Já há algum tempo que defendo que a crise recorrente na zona euro não é impulsionada pelas exigências de austeridade dos mercados financeiros em tempos de recessão, como é habitualmente afirmado. Pelo contrário, a principal causa da crise e do seu prolongamento é a agenda política das autoridades europeias – lideradas pelo Banco Central Europeu (BCE) e pela Comissão Europeia. Estas autoridades (que, se incluíssemos o FMI, constituem a "troika" que dirige a política económica na zona euro) querem forçar mudanças políticas, especialmente nas economias mais fracas, nas quais as pessoas destes países nunca votariam.
Isto está a tornar-se mais evidente aqui em Espanha, onde o governo – dirigido pelo Partido Popular (PP), de direita – partilha a agenda política das autoridades europeias, talvez até mais do que o FMI. O governo do PP aproveitou a crise para impor mudanças na legislação trabalhista isso tornará mais fácil para os empregadores sair dos acordos de negociação coletiva em todo o setor. Eles também retiraram os direitos que os trabalhadores tinham de contestar demissões injustas. O objectivo é enfraquecer o trabalho como parte de uma estratégia a longo prazo para desmantelar o Estado-providência; estas mudanças nada têm a ver com a resolução da crise actual, ou mesmo com a redução do défice orçamental.
O governo também determinou enormes cortes nos gastos com saúde, em 7 mil milhões de euros. Isto é comparável a cortar 25% dos gastos com o Medicaid nos EUA, algo que seria ao mesmo tempo devastador para os pobres e politicamente impossível. Outros 3 mil milhões de euros serão cortados da educação.
É claro que a redução do défice está a piorar a actual recessão em Espanha – o governo espanhol estimou que o aperto orçamental deste ano irá, por si só, reduzir o PIB em 2.6%. Num país que tem cerca de 25% de desemprego e mais de metade dos seus jovens desempregados, isto irá empurrar mais centenas de milhares de pessoas para o desemprego.
Os mercados financeiros têm um papel nesta confusão e estão a aumentar os custos dos empréstimos de Espanha, à medida que investidores e especuladores vendem (ou vendem a descoberto) obrigações espanholas. O rendimento em Títulos de 10 anos atingiram 6.69%. Mas mesmo estas taxas não representam uma crise imediata e os mercados estão a exagerar enormemente os riscos de um incumprimento espanhol. Espanha tem de renovar cerca de 85 mil milhões de euros da sua dívida este ano, e mesmo que tivesse de pedir emprestado tudo isso às taxas actuais ou superiores – o que é extremamente improvável – não faria muita diferença na sustentabilidade global da dívida ou no serviço da dívida de Espanha. Os pagamentos de juros previstos para Espanha sobre a sua dívida para este ano ainda são de 2.4% do PIB, o que é bastante moderado.

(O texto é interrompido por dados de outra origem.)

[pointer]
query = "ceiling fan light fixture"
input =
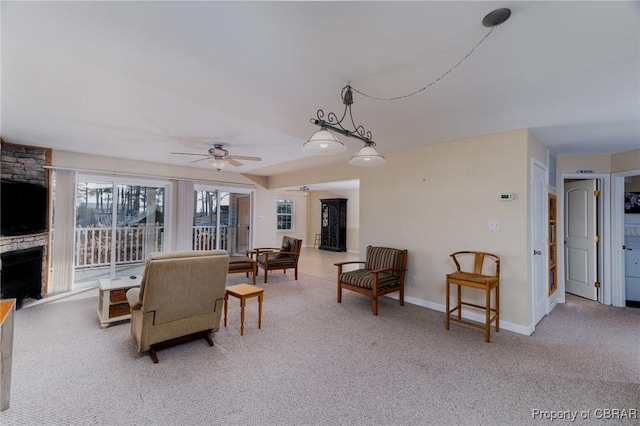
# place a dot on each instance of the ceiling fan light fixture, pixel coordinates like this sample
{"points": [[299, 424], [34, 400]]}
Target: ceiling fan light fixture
{"points": [[323, 142], [218, 164], [367, 156]]}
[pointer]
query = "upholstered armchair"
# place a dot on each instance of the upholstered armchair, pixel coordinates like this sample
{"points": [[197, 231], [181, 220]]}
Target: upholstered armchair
{"points": [[181, 297], [284, 257], [383, 273]]}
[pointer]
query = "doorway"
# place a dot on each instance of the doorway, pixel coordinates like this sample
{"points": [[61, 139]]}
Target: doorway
{"points": [[586, 213], [581, 238], [118, 223]]}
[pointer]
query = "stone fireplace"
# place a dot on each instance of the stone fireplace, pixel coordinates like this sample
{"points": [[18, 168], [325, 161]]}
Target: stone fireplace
{"points": [[24, 164]]}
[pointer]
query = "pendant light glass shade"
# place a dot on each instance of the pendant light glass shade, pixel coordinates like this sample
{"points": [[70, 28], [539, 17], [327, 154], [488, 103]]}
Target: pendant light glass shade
{"points": [[323, 142], [367, 156], [218, 164]]}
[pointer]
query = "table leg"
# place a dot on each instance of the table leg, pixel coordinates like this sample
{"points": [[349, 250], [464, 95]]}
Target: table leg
{"points": [[243, 302], [260, 310], [459, 301]]}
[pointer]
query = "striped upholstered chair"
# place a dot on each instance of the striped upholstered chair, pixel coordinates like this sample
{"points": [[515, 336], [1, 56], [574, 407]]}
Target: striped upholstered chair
{"points": [[383, 273]]}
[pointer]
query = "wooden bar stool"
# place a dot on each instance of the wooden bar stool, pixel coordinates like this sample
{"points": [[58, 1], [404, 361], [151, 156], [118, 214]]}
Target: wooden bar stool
{"points": [[244, 292], [477, 280]]}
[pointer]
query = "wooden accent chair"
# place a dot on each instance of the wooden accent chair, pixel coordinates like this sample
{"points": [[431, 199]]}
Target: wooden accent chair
{"points": [[284, 257], [383, 273], [478, 275], [238, 264], [181, 297]]}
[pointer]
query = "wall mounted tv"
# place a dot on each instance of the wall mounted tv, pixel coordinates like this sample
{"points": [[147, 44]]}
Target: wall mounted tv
{"points": [[23, 208]]}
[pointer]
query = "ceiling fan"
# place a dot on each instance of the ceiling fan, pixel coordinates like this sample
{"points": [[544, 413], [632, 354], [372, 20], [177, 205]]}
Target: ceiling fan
{"points": [[219, 157]]}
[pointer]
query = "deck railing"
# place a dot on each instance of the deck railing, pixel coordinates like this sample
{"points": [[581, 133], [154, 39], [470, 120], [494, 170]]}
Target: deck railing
{"points": [[134, 243]]}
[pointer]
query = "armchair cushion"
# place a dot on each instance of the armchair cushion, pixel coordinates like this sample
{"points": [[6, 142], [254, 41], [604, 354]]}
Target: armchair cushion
{"points": [[364, 279], [383, 258], [284, 258], [383, 273], [181, 294]]}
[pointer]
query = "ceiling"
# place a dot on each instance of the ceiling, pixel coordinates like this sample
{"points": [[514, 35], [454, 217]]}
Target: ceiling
{"points": [[140, 80]]}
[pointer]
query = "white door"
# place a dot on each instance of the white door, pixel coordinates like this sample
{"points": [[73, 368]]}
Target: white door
{"points": [[580, 238], [539, 238]]}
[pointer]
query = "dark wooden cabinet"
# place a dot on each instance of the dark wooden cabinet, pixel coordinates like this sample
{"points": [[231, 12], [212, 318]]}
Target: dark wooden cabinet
{"points": [[334, 224]]}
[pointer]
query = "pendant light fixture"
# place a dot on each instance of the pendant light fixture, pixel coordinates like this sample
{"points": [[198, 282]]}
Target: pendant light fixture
{"points": [[323, 142], [367, 156]]}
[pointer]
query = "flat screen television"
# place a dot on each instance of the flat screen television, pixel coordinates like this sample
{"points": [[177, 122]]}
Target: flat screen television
{"points": [[23, 208]]}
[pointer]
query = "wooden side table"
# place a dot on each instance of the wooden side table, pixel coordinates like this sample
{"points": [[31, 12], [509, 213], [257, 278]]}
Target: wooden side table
{"points": [[243, 292], [113, 305]]}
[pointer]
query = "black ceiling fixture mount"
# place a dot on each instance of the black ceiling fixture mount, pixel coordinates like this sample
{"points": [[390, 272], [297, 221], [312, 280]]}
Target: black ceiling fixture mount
{"points": [[323, 142], [496, 17]]}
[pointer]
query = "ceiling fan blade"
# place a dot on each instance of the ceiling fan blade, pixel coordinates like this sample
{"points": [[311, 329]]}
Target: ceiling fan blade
{"points": [[244, 157], [190, 153], [200, 159], [233, 162]]}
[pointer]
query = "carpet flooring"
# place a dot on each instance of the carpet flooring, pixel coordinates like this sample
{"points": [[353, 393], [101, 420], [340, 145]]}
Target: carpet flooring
{"points": [[317, 362]]}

Muito mais importante ainda, o BCE poderia facilmente intervir no mercado obrigacionista espanhol e reduzir estas taxas, como fez em Novembro passado e noutras alturas no ano passado. Isto não teria qualquer custo para os contribuintes europeus e exigiria relativamente pouca intervenção, uma vez que os investidores privados e os especuladores responderiam imediatamente comprando obrigações espanholas à medida que o seu preço começasse a subir e os rendimentos caíssem. O BCE não fará isto porque está a utilizar a crise para forçar “reformas” de direita em toda a zona euro – não apenas na Grécia, Portugal, Irlanda, Espanha e Itália – mas mesmo nos países mais ricos, que em Dezembro se comprometeram a implementar medidas orçamentais equilibrar isso seria politicamente impossível nos Estados Unidos.

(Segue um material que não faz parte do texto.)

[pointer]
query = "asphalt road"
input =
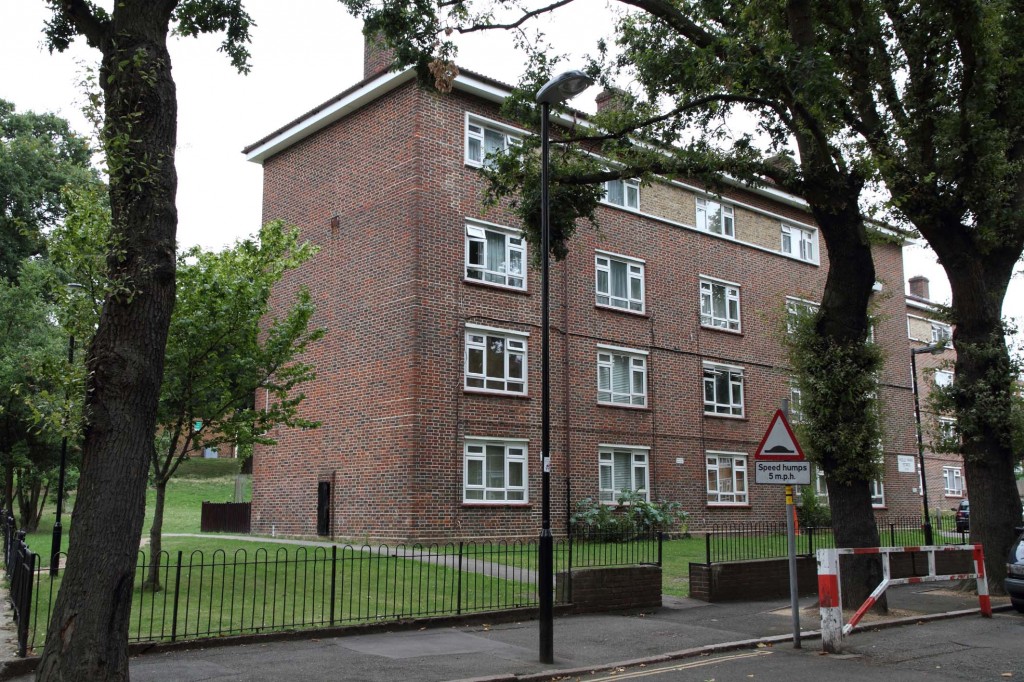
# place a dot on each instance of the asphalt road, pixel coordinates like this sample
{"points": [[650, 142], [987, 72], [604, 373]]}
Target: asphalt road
{"points": [[973, 649]]}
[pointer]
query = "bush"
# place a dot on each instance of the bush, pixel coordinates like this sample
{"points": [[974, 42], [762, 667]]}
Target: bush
{"points": [[632, 515]]}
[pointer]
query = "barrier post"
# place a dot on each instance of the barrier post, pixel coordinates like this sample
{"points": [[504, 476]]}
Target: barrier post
{"points": [[829, 600]]}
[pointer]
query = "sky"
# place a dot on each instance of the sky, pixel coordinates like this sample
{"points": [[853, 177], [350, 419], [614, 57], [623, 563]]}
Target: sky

Entretanto, a administração Obama enviou mais uma vez a sua subsecretária do Tesouro, Lael Brainard, para a Europa. Depois de dar as costas da mão à Grécia, ela tentará persuadir as autoridades europeias a, pelo menos, reduzirem o risco de um colapso financeiro mais grave. A crise na Europa, com o maior sistema bancário do mundo, tem agitado os mercados financeiros e mais uma vez ameaça inviabilizar a reeleição de Obama. Infelizmente, neste momento a administração Obama tem provavelmente mais influência na política económica da zona euro do que as centenas de milhões de eleitores europeus cujo futuro económico foi sequestrado por ideólogos perigosos. Isto diz muito sobre o que a estrutura da zona euro, e as pessoas que a dirigem, fizeram ao que não há muito tempo era um grupo de países relativamente democráticos com rendimentos crescentes.